Mahbub itu tiada berlawan,
Lagi alim lagi bangsawan,
Kasihnya banyak lagi gunawan,
Aulad itu bisa tertawan.
Dunia nan kau sandang-sandang,
Manakan dapat ke bukit rentang,
Angan-anganmu terlalu panjang,
Manakan dapat segera memandang.
Hamzah miskin hina dan karam,
Bermain mata dengan Rabbul Alam,
Selamanya sangat terlalu dalam,
Seperti mayat sudah tertanam.
Rupamu zahir kau sangka tanah,
Itulah cermin sudah terasah,
Jangan kau pandang jauh berpayah,
Mahbubmu hampir serta ramah.
Pada zaman yang lebih mutakhir, puisi biasanya bersusun dalam baris-baris yang tidak penuh, terpenggal-penggal. Kalimatnya tidak utuh. Menggunakan bahasa yang indah, penuh metafora, dan jika dibacakan akan membangkitkan efek tertentu, perasaan tertentu, yang dalam sastra disebut intuisi estetis.

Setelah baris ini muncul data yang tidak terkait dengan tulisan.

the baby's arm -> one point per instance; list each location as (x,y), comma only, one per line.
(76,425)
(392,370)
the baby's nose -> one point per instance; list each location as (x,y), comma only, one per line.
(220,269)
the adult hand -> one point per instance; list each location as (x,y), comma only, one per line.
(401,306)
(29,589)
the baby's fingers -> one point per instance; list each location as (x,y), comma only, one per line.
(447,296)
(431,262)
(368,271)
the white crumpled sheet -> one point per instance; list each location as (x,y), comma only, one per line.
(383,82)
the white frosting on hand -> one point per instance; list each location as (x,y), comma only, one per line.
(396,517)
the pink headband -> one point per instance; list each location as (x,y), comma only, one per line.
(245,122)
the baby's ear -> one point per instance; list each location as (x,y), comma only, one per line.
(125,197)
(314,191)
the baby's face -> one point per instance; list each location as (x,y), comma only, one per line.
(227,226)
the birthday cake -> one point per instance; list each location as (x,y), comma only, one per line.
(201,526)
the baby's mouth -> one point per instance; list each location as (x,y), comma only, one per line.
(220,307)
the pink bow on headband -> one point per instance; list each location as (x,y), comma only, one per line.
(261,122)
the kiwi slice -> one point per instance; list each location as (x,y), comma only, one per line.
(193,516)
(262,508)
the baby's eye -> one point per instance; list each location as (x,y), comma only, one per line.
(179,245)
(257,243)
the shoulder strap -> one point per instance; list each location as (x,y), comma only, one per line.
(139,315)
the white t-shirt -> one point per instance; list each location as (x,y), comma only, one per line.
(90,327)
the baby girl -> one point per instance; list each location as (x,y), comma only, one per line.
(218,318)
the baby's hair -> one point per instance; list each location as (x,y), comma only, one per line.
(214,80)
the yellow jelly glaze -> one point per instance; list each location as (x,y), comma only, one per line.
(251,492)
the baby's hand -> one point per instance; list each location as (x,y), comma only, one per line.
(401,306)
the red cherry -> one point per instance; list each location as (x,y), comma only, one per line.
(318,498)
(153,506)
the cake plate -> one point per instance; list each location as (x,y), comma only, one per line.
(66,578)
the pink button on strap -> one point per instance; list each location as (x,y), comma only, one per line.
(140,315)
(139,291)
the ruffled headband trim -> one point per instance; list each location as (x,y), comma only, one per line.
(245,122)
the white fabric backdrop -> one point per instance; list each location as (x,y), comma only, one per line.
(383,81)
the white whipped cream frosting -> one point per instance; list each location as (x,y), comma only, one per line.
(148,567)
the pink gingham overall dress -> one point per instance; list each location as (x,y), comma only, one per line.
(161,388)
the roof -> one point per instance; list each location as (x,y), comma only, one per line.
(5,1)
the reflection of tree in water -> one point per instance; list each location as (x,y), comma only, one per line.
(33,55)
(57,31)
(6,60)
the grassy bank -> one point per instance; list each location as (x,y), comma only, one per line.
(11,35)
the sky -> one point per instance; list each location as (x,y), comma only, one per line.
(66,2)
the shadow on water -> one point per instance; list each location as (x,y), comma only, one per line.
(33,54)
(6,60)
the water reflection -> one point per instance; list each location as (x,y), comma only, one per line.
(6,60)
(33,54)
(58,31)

Bila definisi seperti itu yang dilekatkan pada puisi, lantas bagaimana dengan puisi berikut ini?
KARENA JAJANG
tuhan
saya minta duit
buat beli sugus
karena jajang
lagi doyan sugus
(Selamat Pagi, Jajang, Afirin C. Noor)
Puisi ini ditulis Arifin C. Noor untuk istrinya, Jajang C. Noor, dikumpulkan bersama 17 puisi lainnya dalam antologi Selamat Pagi, Jajang. Antologi puisi ini adalah mas kawin yang diberikan Arifin C. Noor ketika menikahi Jajang. Tidak ada bahasa-bahasa yang indah, tidak pula tertulis metafora, apa yang dimaksudkan oleh penyair tertulis dengan lugas, padat dimengerti dalam sekali baca. Namun tetap saja rangkaian kata itu disebut puisi.
Bahkan sebuah puisi tidak selalu berupa kata. Danarto menuliskan puisinya dalam bentuk kotak segi empat yang di dalamnya mengandung sembilan kotak segi empat. Seiring dengan berkembangnya zaman, penyair pun berkeinginan untuk keluar dari belenggu “kesepakatan umum alias konvensi sastra”. Para sastrawan ingin terbang liar dengan imajinasinya dan melakukan eksperimen meramu komposisi puisinya sendiri. Pada akhirnya sastra berkembang secara dinamis. Karena itu, banyak pula yang mengatakan bahwa tidak ada batasan pasti dalam puisi. Seorang budayawan, dosen, sekaligus penyair bernama Suminto A. Sayuti mengungkapkan bahwa ‘puisi merupakan karya yang terikat’. Namun, tidak ada penjelasan mengenai keterikatan itu, batasan itu tidak dapat mencakupi semua ragam dan corak puisi yang ada.
Sebagian penyair menulis sendiri definisi puisi bagi mereka. Definisi ini tentu saja bersifat terbatas, tidak universal.
INTERPRETASI
Sajak adalah tangan-tangan yang bekerja
Sajak adalah parang penebas hutan
Sajak adalah cerana
Sajak adalah kelapangan
Sajak adalah kerendah-hatian
Sajak adalah angin menepuk kuping
Sajak adalah suara jangkrik malam hari
Sajak adalah kabut di pelupuk mata
(Rusli Marzuki Saria)
Puisi tersebut mengungkapkan bahwa sajak adalah buah kerja tangan yang mampu menebas lebatnya hutan rimba. Ia adalah cerana (tempat ludah) para penyair untuk meludahkan imajinasi dan gagasan. Ia adalah kelapangan dan kerendah-hatian jiwa, ia serupa angin yang menepuk kuping atau merdu suara jangkrik di malam hari bagi pendengarnya. Ia juga merupakan kabut di pelupuk mata yang melihatnya.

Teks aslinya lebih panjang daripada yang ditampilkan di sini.